Onderdeel van zaak 2021Z21122:
- Indiener: A.D. Wiersma, staatssecretaris van Sociale Zaken en Werkgelegenheid
- Voortouwcommissie: vaste commissie voor Sociale Zaken en Werkgelegenheid
- 2021-11-24 13:00: Aanvang middagvergadering: Regeling van werkzaamheden (Regeling van werkzaamheden), TK
- 2021-12-01 10:00: Procedures en brieven commissie Sociale Zaken en Werkgelegenheid (digitaal) (Procedurevergadering), vaste commissie voor Sociale Zaken en Werkgelegenheid
- 2022-04-13 14:00: Arbeidsmarktbeleid (Commissiedebat), vaste commissie voor Sociale Zaken en Werkgelegenheid
- 2022-04-14 13:00: Aanvang middag vergadering: Regeling van werkzaamheden (Regeling van werkzaamheden), TK
Preview document (🔗 origineel)
Tweede Kamer der Staten-Generaal | 2 |
Vergaderjaar 2021-2022 |
26 448 Structuur van de uitvoering werk en inkomen (SUWI)
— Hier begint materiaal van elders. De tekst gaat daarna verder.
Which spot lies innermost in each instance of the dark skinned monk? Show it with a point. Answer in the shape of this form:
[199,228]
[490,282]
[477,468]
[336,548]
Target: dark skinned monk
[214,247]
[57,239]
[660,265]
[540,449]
Nr. 662 BRIEF VAN DE STAATSSECRETARIS VAN SOCIALE ZAKEN EN WERKGELEGENHEID
Aan de Voorzitter van de Tweede Kamer der Staten-Generaal
Den Haag, 22 november 2021
Via deze brief bied ik uw Kamer het onderzoek «Mogelijkheden om flexibiliteit te realiseren binnen de lage WW-premie» aan1. Bij de behandeling van de Wet arbeidsmarkt in balans (Wab) heb ik uw Kamer toegezegd onderzoek te laten verrichten naar eventuele mogelijkheden om de hoge WW-premie te omzeilen.2 Dit onderzoek is verricht door De Beleidsonderzoekers in samenwerking met onderzoekers van Epsilon Research en de Vrije Universiteit.
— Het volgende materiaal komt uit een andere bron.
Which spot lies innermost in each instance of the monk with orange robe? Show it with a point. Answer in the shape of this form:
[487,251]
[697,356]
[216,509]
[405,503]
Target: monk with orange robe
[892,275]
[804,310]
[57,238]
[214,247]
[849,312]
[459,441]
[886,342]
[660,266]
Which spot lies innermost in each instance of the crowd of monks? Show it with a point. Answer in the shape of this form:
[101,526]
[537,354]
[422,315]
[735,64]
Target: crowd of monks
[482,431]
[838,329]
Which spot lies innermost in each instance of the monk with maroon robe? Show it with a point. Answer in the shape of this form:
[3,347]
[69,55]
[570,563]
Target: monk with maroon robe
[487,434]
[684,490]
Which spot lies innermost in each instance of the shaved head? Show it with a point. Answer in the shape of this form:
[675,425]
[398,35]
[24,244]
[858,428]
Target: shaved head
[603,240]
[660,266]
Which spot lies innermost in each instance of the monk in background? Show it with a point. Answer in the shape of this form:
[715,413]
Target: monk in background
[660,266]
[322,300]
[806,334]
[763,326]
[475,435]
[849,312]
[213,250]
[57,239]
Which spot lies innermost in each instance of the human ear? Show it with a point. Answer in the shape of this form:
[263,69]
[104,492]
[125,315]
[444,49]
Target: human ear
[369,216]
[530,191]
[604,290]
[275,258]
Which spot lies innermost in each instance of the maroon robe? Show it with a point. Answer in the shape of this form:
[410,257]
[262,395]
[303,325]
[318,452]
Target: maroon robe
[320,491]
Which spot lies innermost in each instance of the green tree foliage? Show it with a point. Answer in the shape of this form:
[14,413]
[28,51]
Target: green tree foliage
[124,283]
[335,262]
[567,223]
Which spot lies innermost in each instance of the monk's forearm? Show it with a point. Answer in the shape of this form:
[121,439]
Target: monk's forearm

In deze brief schets ik eerst kort de achtergrond van de premiedifferentiatie in de WW, vervolgens vat ik de uitkomsten van het onderzoek samen, daarna geef ik een appreciatie van het onderzoek en ga ik in op de vervolgstappen naar aanleiding van het onderzoek. Tot slot ga ik in op de voortgang van de motie-Wiersma/Heerma met betrekking tot seizoensarbeid en licht ik toe waarom we een jaar langer uittrekken voor de implementatie van de nieuwe definitie van de inkomstenverhouding.
1. Achtergrond
Per 1 januari 2020 is de Wab in werking getreden. De Wab beoogt de balans tussen zekerheid en flexibiliteit op de arbeidsmarkt te herstellen. Dit wordt onder andere gerealiseerd door de premiedifferentiatie in de WW. Sinds de invoering van de Wab is de hoogte van de WW-premie afhankelijk van de aard van de arbeidsovereenkomst. Werkgevers betalen de lage WW-premie voor arbeidsovereenkomsten voor onbepaalde tijd3 en de hoge WW-premie voor de overige (flexibele) arbeidsovereenkomsten.4 Dit betekent dat een werkgever voor tijdelijke arbeidsovereenkomsten en oproepcontracten de hoge WW-premie betaalt. Door het verschil van vijf procentpunt tussen de lage en de hoge WW-premie wordt het voor werkgevers financieel aantrekkelijker om werknemers (eerder) een vast contract aan te bieden. Dit biedt werknemers perspectief op meer zekerheid.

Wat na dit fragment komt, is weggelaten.